What a double play combination the Reds had in the early 1930’s! Perhaps the Great Depression was affecting more than their bank accounts. At least Durocher went on to have a successful career as manager of the Brooklyn Dodgers and New York Giants. He would’ve been Jackie Robinson’s first manager but was suspended for associating with gamblers, mobsters, and married Hollywood movie stars before the 1947 season. Durocher was elected to the Baseball Hall of Fame in 1994 as a manager, and ranks fourth all-time in ejections. Now those are some serious skills.

Outfield

1891 Pop Corkhill (.213/.266/.279 3 HR 51 RBI 66 R)

1908 John Kane (.213/.298/.288 3 HR 23 RBI 61 R)

2012 Drew Stubbs (.213/.277/.333 14 HR 40 RBI 166 K’s)

Quick, what do these men have in common? Give up? They all hit .213 during their respective, atrocious seasons. Corkhill should’ve corked his bat. Kane gets a bit of a hall pass for playing in the Dead Ball era, and he was only 22 points behind the entire team batting average. Drew Stubbs also gets credit for cutting his K’s down from 205 the previous season. What is it with the rapidly rising strikeout rates among current players? Pundits blame it on PED testing. Stubbs could orgininally blame it on watching Jay Bruce swing away and now can blame it on watching Jason Kipnis, Nick Swisher, Carlos Santana, and Michael Bourn swing away.

Starting rotation

1894 Frank Dwyer (19-22 W-L 5.07 ERA/1.66 WHIP/.317 OAV)
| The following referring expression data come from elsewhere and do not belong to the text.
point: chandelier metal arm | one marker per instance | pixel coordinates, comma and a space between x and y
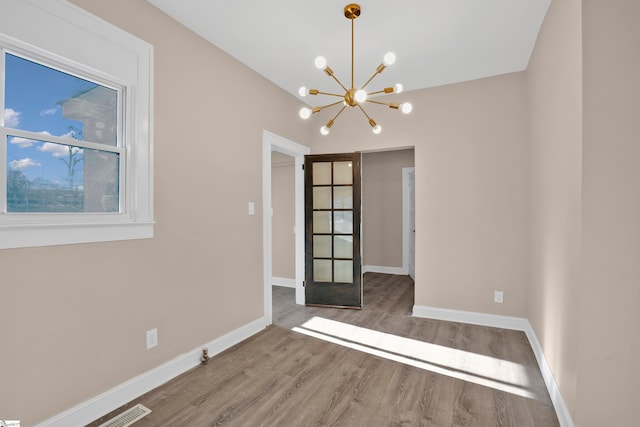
318, 109
393, 105
339, 82
318, 92
364, 112
339, 112
385, 90
380, 68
1906 Gus Dorner (8-26 3.53/1.34/.261)

1933 Paul Derringer (7-27 3.30/1.31/.277)

1934 Si Johnson (7-22 5.22/1.61/.297)

1966 Sammy Ellis (12-19 5.29/1.38/.264 1.43 HR/9)
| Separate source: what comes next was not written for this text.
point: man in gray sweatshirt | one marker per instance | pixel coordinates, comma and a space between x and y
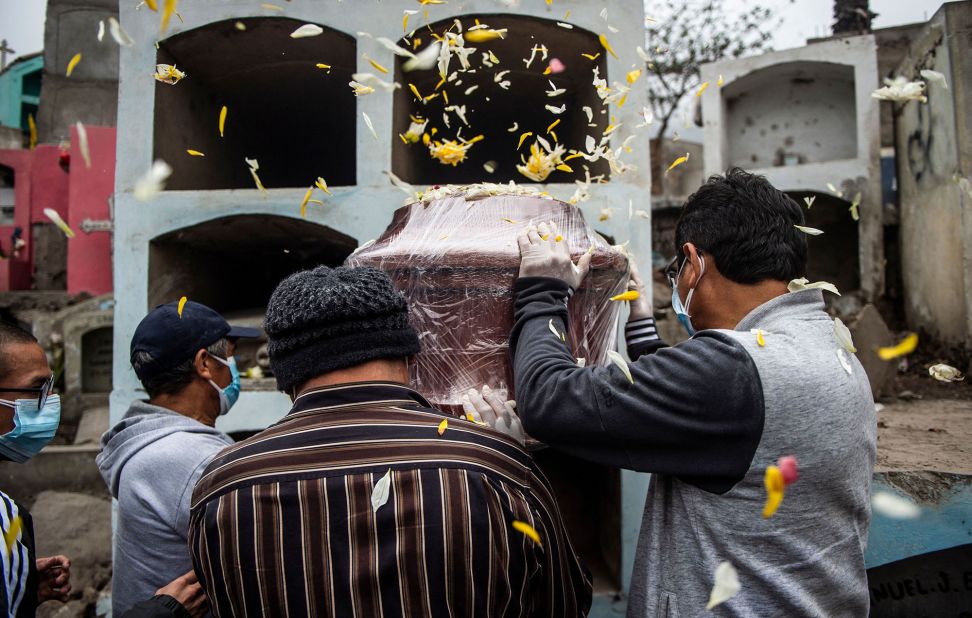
764, 377
153, 457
Outside of Tom Seaver, and a few select seasons from Mario Soto, and Jose Rijo, the Reds haven’t had too many great starting pitchers over the years. Even the domination by the Big Red Machine was all about getting a big enough lead for Rawley Eastwick to close the door. It’s always a good idea to try and outscore your opponent if you want to win the game. It’s safe to assume that Dwyer allowed a pretty high OAV because he was facing the great 1894 Phillies team quite a bit. Derringer didn’t have terrible numbers, especially for an offensive era, so he, too, can be classified as a hard-luck loser; 27 times. Clearly Sammy Ellis missed having Frank Robinson as he was traded to the Orioles for Milt Pappas in the offseason. Imagine if he was on those Big Red Machine teams!

Bullpen

1949 Harry Gumbert (4-3-2 saves 5.53/1.62/.341)

1983 Ben Hayes (4-6-7 6.49/1.72/.301)

1993 Kevin Wickander (1-0-0 6.75/2.01/.308 6.75 BB/9 1.77HR/9)

2004 Gabe White (1-2-1 6.23/1.13/.257 2.77 HR/9)

If you haven’t developed high blood pressure or post traumatic stress syndrome after perusing these stats, then you either have ice water running in your veins or you admit ER patients, or perhaps you’re the guy who makes corpses look presentable at funeral services. Gabe White actually pitched better at Coors Field. It defies logic, so why elaborate?

Closer – 1993 Rob Dibble (1-4-19 6.48/1.82/.225 9.07 BB/9 1.73 HR/9)

1993 spelled the beginning of the end for Dibble, but that might have been punctuated a season earlier when he fought with manager Lou Piniella in the Reds clubhouse. Dibble was still hard to hit and could strike out the side in order with the best of ‘em, but he could also walk the bases loaded, hit a batter, and then give up a grand salami with the best of ‘em, too. Dibble missed the entire 1994 season and then attempted a comeback with the White Sox in 1995, where he was released shortly after the All-Star break. At least, he carved out a successful career in radio. There were some other top contenders; 2005 Danny Graves and 2003 Scott Williamson were not what you would refer to as shutdown closers.

Aside from bringing another World Series title to southern Ohio and northern Kentucky, Reds fans will never be satisfied until Pete Rose gets his due recognition and is elected into the Hall of Fame. The first step could be about a year away when Bud Selig retires.